Computational Mechanics
Computational mechanics is a framework for discovering the minimal computational model that captures all the statistically significant structure of a stochastic process. Developed primarily by James Crutchfield and collaborators at the Santa Fe Institute, it treats prediction as a problem in machine inference: given observations, what is the simplest model that reproduces the observed statistics and predicts the future as well as possible?
The central object is the epsilon-machine — the minimal unifilar hidden Markov model that captures all the causal states of a process. A causal state is an equivalence class of pasts that make the same prediction about the future. The entropy of the causal state distribution — the statistical complexity — measures how much memory the process must keep to be optimally predictive. This is neither the raw data volume nor the entropy rate, but the structured information: what must be remembered versus what can be forgotten.

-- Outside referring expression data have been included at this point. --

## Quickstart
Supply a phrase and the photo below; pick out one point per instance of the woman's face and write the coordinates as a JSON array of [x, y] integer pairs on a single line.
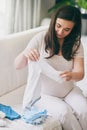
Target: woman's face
[[63, 28]]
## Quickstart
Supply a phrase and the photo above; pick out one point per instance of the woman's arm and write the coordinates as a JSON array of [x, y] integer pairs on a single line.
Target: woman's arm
[[28, 54]]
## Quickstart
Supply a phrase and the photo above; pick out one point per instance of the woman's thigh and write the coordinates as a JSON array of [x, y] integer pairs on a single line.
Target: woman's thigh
[[56, 107], [77, 101]]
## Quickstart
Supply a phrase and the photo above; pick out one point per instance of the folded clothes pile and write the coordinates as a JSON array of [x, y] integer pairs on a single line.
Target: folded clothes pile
[[7, 112], [34, 116]]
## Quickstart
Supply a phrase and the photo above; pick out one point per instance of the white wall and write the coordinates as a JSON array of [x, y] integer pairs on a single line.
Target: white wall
[[45, 5]]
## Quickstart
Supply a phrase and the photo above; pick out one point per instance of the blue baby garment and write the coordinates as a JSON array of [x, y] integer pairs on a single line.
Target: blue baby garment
[[10, 113], [34, 116]]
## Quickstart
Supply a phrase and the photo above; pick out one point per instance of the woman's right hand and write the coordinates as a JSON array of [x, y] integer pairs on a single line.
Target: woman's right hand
[[31, 54]]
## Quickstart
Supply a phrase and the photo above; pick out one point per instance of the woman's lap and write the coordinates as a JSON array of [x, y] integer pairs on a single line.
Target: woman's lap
[[62, 111]]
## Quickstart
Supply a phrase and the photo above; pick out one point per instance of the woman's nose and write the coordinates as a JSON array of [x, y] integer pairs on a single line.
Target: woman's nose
[[60, 31]]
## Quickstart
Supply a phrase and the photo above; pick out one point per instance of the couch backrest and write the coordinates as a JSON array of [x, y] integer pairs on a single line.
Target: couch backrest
[[10, 47]]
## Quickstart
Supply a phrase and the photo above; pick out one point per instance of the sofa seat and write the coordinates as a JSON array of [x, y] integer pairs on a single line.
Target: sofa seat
[[14, 99]]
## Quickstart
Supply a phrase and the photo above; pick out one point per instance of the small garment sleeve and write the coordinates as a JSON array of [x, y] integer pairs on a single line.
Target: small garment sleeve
[[80, 51], [36, 41]]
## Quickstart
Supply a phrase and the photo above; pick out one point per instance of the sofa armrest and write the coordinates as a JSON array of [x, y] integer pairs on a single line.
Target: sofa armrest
[[10, 47]]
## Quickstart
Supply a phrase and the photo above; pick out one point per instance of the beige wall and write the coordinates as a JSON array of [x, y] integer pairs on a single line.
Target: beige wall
[[45, 5]]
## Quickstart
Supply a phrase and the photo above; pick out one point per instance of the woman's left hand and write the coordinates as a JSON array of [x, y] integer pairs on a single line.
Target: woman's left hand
[[66, 75]]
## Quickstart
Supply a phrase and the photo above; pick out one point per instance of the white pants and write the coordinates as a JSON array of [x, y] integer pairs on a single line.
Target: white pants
[[71, 111]]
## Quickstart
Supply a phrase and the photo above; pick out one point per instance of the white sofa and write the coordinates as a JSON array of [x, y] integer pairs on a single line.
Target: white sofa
[[13, 82]]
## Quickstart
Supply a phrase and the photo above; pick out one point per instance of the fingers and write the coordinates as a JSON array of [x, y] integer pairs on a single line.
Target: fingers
[[32, 54], [66, 75]]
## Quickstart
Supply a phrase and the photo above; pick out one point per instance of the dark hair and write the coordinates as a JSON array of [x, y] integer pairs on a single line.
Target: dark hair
[[70, 13]]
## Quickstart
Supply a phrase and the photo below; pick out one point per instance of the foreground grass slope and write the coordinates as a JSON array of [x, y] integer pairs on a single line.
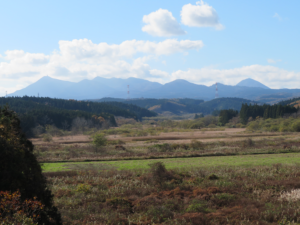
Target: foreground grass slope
[[211, 195], [179, 163]]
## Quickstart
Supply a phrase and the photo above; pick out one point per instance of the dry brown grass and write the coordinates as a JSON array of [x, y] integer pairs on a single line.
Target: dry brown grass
[[235, 196]]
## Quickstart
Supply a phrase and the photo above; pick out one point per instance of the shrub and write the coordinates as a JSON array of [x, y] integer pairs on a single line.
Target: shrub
[[223, 199], [99, 140], [47, 138], [83, 188], [159, 173], [198, 206], [163, 147], [296, 127], [15, 211], [196, 144], [159, 214], [213, 177], [248, 143]]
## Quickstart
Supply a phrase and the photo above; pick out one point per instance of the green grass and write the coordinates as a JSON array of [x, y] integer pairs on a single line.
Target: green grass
[[247, 160]]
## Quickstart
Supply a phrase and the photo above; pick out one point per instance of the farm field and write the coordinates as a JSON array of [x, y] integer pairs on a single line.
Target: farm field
[[179, 163], [198, 143], [206, 177]]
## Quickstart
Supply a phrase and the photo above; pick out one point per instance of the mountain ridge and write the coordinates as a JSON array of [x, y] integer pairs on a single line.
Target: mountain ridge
[[139, 88]]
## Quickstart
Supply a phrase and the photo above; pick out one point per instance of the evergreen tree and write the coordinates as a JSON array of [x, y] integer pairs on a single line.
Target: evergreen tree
[[19, 169]]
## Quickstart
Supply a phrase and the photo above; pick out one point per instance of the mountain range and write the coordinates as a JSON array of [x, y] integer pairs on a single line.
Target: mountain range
[[138, 88]]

Computational mechanics connects Information Theory to dynamical systems by showing that every stochastic process has an intrinsic computational architecture. The epsilon-machine is not an approximation; it is the unique minimal model that captures all predictive structure. This framework reveals that randomness and structure are not opposites but complementary: a process can have high entropy rate (unpredictable) and high statistical complexity (deeply structured), or low entropy rate and low complexity, or any combination. The taxonomy of processes by their entropy-complexity coordinates is a map of the possible kinds of order.